OMERACT uses a staged process to establish core sets by first establishing the key domains of illness and then identifying validated instruments to assess the domains. Systematic reviews of clinical trials help catalog the outcome measures used and the domains targeted. Groups then seek agreement on the core domains, review the measurement properties of instruments measuring each domain, and hold a final vote on the core set of domains and matched instruments.11 This process aligns with the principles of the Core Outcome Measures in Effectiveness Trials (COMET) initiative12; in addition, the process uses the OMERACT filter to critically appraise the instruments identified13 and uses a reduced version of the COSMIN (Consensus-Based Standards for the Selection of Health Measurement Instruments) checklist.14
The EULAR Outcome Measures Library (OML) is an international collaborative initiative that acts as an open access repository of outcome measures in rheumatology.15 One approach to populate the EULAR-OML is to conduct systematic reviews of existing instruments for any given disease or domain and to appraise their measurement properties. The OML uses the COSMIN checklist to appraise the instruments.
Based on the interest of the vasculitis community to better understand measurement properties of outcome instruments used to measure core domains of vasculitis, this systematic review was designed—in collaboration with the OMERACT Vasculitis Working Group and the EULAR-OML—to evaluate the measurement properties of all available outcome instruments used in LVV.
METHODS
A protocol was registered in the International Prospective Register of Systematic Reviews (PROSPERO) prior to the initiation of this systematic review (PROSPERO No. CRD42020181949). This review is reported in accordance with the Preferred Reporting Items for Systematic Reviews and Meta-Analyses (PRISMA) guidelines.16
Search strategy, eligibility criteria, and selection process. The research clinical question was formulated according to the Population, Instrument of interest, Measurement properties (PIM) framework of OMERACT.17 The population included patients with GCA or TA without any age restrictions; the instruments of interest were those measuring disease progression, disease exacerbation, and disease severity indices; those measuring treatment outcomes, physician global assessment, and patient global assessment; and any instrument measuring any of the following domains: disease activity, disease damage, organ function, and health-related quality of life (HRQOL)/health status. The measurement properties of interest were validity, interobserver reliability, intraobserver reliability, sensitivity to change, and feasibility. Studies where miscellaneous types of vasculitis were analyzed and did not provide separate information on GCA or TA were excluded. A comprehensive systematic literature search was undertaken based on the PIM framework from inception of each of the following databases to July 14, 2020: Ovid MEDLINE, Ovid Embase, Ovid Cochrane Central Register of Controlled Trials, Ovid Cochrane Database of Systematic Reviews, and Scopus.

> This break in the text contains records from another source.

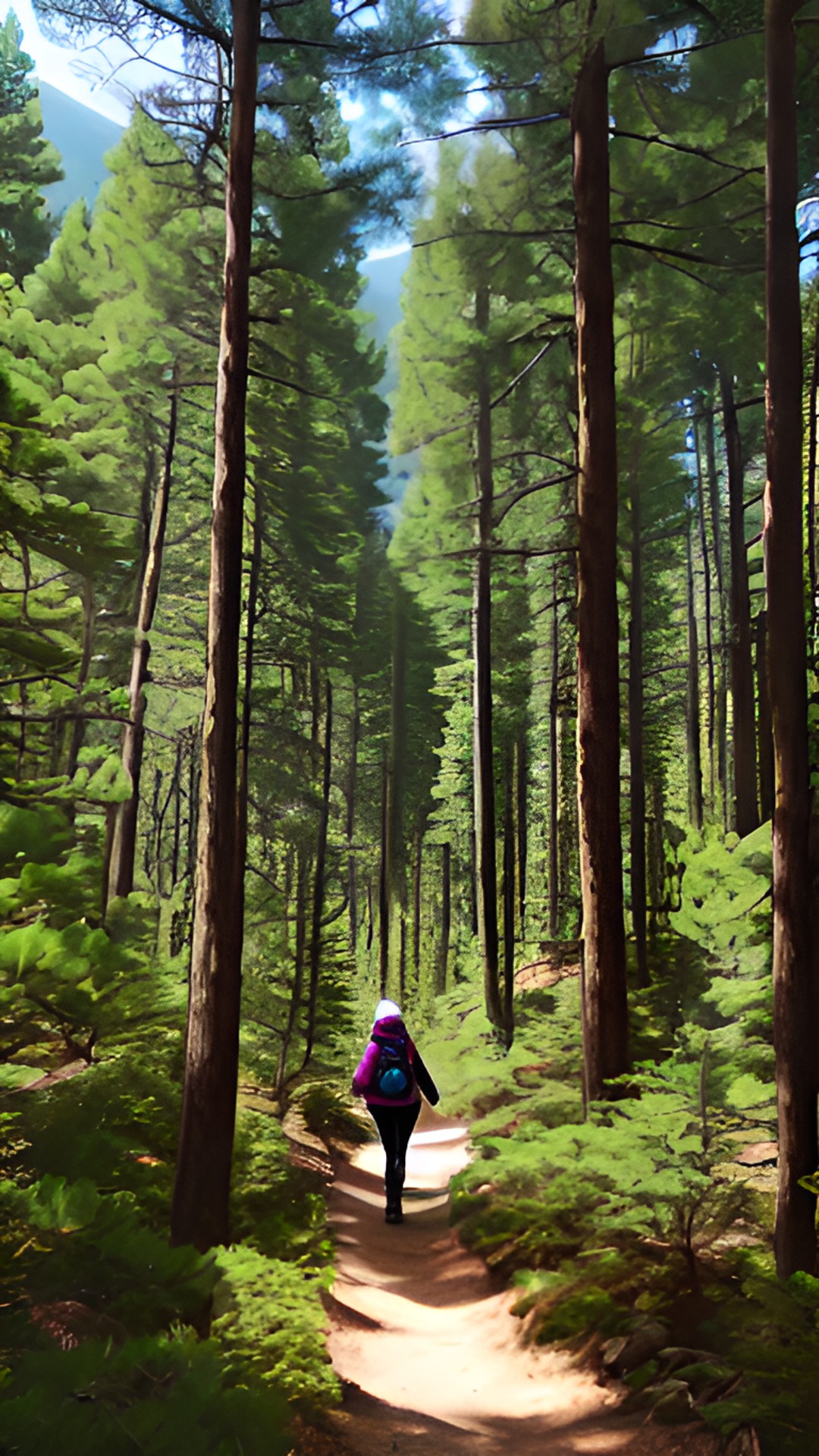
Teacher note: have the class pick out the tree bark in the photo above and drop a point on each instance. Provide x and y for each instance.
(249, 642)
(554, 775)
(795, 999)
(745, 816)
(522, 820)
(397, 788)
(637, 742)
(200, 1212)
(509, 897)
(692, 704)
(124, 839)
(384, 884)
(764, 726)
(605, 1011)
(297, 992)
(350, 827)
(812, 425)
(445, 918)
(417, 870)
(79, 727)
(483, 689)
(319, 878)
(707, 592)
(720, 710)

With the supervision of an expert librarian (LCH) and with input from the study’s principal investigators, the search strategies for the different databases were generated (see Supplementary Tables S1 and S2 for full details of the search strategy, available from the authors upon request).

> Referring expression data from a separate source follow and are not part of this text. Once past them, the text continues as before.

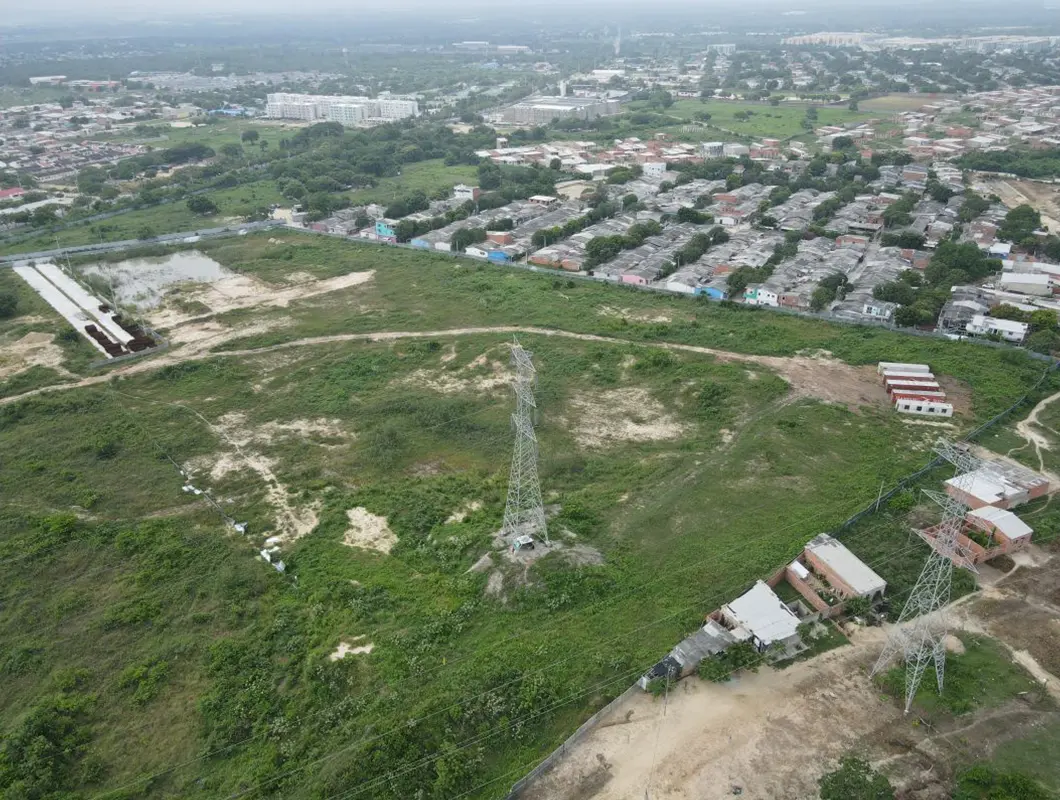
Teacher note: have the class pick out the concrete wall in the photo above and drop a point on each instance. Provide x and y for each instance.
(553, 758)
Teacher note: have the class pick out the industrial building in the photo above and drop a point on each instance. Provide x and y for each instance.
(340, 108)
(914, 390)
(542, 110)
(760, 617)
(1002, 484)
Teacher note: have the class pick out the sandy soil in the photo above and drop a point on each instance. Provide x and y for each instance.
(246, 291)
(1026, 429)
(770, 733)
(606, 310)
(368, 531)
(293, 521)
(775, 732)
(348, 649)
(33, 350)
(1043, 197)
(630, 414)
(812, 376)
(461, 514)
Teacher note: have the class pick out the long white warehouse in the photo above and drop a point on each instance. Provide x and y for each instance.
(76, 292)
(59, 302)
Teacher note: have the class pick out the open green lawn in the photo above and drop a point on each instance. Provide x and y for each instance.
(982, 677)
(425, 176)
(226, 130)
(899, 102)
(232, 206)
(16, 95)
(138, 633)
(778, 122)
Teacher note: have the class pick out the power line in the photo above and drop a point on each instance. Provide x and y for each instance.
(482, 694)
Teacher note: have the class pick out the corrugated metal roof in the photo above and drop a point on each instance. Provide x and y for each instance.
(763, 614)
(1004, 520)
(854, 572)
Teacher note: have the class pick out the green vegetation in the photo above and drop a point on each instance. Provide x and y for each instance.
(729, 661)
(757, 120)
(1036, 756)
(430, 177)
(184, 643)
(1025, 163)
(984, 782)
(981, 677)
(854, 780)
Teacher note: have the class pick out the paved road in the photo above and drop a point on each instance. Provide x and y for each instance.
(165, 238)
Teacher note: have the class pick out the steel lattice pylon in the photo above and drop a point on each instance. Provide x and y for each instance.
(525, 511)
(919, 637)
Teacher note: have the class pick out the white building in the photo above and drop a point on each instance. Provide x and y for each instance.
(654, 170)
(713, 149)
(1026, 283)
(921, 406)
(1007, 329)
(762, 618)
(341, 108)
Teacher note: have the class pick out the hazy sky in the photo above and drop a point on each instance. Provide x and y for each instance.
(600, 12)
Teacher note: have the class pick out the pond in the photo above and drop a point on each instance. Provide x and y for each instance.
(143, 282)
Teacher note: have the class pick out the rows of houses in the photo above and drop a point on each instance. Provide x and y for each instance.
(822, 580)
(914, 390)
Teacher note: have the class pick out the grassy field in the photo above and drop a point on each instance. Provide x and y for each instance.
(425, 176)
(13, 95)
(982, 677)
(779, 121)
(139, 633)
(234, 203)
(899, 102)
(227, 130)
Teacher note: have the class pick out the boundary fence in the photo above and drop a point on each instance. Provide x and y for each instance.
(589, 725)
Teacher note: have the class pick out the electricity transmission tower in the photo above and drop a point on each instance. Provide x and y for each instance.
(919, 637)
(524, 512)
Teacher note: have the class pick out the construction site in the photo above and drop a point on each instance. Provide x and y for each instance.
(375, 520)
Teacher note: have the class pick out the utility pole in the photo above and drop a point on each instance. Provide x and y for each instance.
(524, 511)
(919, 637)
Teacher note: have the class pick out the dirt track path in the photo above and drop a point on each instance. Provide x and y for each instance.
(1025, 429)
(818, 376)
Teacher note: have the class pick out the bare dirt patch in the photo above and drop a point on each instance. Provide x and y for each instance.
(293, 521)
(348, 649)
(33, 350)
(606, 310)
(246, 291)
(461, 514)
(482, 374)
(629, 414)
(824, 377)
(1042, 197)
(368, 531)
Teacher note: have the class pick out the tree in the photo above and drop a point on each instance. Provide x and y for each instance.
(985, 782)
(201, 205)
(9, 304)
(1043, 319)
(822, 297)
(854, 780)
(1020, 225)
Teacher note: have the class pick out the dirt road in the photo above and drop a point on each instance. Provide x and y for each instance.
(1025, 429)
(773, 734)
(812, 375)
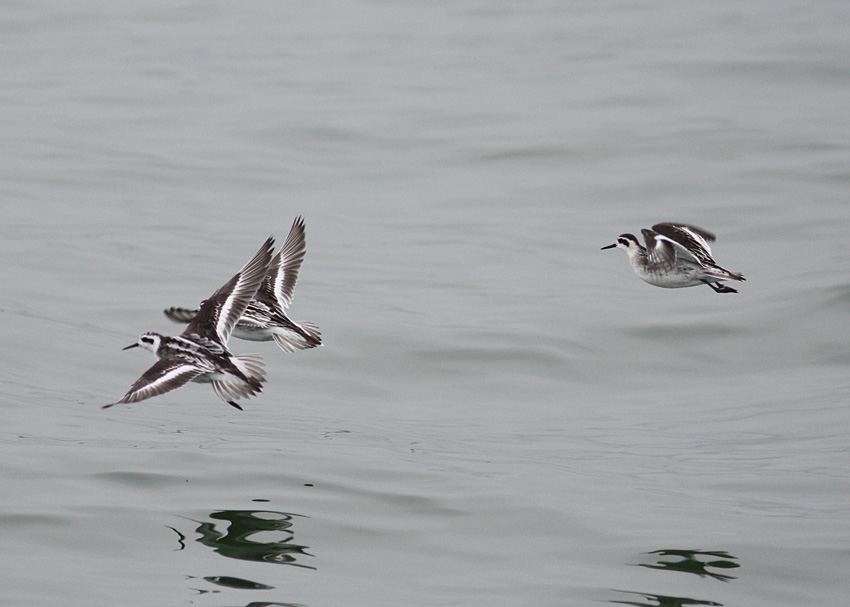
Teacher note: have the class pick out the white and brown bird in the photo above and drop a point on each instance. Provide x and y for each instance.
(265, 317)
(200, 353)
(676, 255)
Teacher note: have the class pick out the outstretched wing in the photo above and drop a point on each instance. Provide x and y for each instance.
(220, 313)
(685, 239)
(282, 275)
(164, 376)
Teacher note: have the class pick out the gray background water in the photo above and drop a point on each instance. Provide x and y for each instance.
(502, 413)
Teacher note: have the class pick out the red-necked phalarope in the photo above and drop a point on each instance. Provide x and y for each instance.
(200, 353)
(265, 318)
(676, 255)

Titles and abstracts of the retrieved studies were screened by 2 independent reviewers (GB and AB). The full-text articles were retrieved where abstracts were felt to be relevant. Any duplicate articles were excluded. Reference lists of relevant articles were screened to ensure that no relevant publications were overlooked.

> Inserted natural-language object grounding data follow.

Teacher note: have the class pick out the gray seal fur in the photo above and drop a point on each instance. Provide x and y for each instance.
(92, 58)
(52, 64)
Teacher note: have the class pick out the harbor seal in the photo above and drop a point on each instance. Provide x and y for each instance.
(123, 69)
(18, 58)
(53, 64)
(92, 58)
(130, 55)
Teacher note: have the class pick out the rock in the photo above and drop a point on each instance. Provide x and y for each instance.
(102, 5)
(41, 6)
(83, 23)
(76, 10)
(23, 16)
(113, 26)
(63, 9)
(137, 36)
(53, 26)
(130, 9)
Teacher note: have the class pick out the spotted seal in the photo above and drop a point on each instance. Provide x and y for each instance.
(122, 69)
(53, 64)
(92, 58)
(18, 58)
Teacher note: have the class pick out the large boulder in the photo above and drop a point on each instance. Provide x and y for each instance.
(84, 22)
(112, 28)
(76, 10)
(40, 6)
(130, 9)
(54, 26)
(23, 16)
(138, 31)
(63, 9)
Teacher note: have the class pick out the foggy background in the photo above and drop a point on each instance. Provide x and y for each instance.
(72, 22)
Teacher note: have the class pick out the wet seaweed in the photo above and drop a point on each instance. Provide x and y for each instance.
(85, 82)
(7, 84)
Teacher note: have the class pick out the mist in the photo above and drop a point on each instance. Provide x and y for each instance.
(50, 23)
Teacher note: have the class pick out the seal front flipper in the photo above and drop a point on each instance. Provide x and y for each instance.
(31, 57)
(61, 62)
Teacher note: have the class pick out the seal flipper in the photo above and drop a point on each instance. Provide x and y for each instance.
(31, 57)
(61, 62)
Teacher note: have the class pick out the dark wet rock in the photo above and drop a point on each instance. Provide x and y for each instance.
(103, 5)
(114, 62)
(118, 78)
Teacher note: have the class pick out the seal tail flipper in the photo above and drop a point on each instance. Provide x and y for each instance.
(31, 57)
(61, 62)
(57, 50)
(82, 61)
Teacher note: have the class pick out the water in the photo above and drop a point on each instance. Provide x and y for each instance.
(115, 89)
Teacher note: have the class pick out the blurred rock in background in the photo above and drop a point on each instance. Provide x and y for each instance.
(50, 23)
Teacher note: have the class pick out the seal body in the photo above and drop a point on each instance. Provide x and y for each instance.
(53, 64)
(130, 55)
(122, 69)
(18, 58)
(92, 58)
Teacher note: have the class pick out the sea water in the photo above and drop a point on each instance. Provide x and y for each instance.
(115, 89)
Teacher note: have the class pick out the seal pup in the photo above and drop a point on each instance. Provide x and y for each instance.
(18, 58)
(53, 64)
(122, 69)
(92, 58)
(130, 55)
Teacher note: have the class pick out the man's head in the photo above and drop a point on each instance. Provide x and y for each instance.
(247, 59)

Data extraction. Two reviewers (GB and AB) collected the data independently in predesigned and tested extraction forms. Once the data had been collected, data extraction sheets were compared; these were checked for discrepancies with the original article, if needed, and verified with 2 reviewers experienced in outcome measures (SR and LC) when in doubt.
The data were collected within 2 categories: (1) studies, including design and sample description, validation-related objectives, and risk of bias, and (2) instruments, where information was compiled from several studies. Data elements collected included the following:
1. Study design and population: type (ie, list options), country, diseases (ie, GCA or TA), sample size, ages, and sex distribution.
2. Instrument: type (ie, questionnaires, index, or scales). Biomarkers and imaging instruments were excluded.
3. Practical applications: method of administration; score interpretation; cutpoints; smallest detectable change, if described; completion time by assessor; strengths; and limitations.
4. Instrument measurement properties: validity, reliability, responsiveness, and feasibility (ie, OMERACT Filter of Truth, Feasibility, and Discrimination).13 Qualitative evaluations of each measurement property were based on the method by Streiner and Kottner.18
After reviewing all studies and the properties per instrument, we had meetings to decide, by consensus, the final rating of each property based on the studies and their results. The decisions were systematically based on the results of the studies with lower risk of bias.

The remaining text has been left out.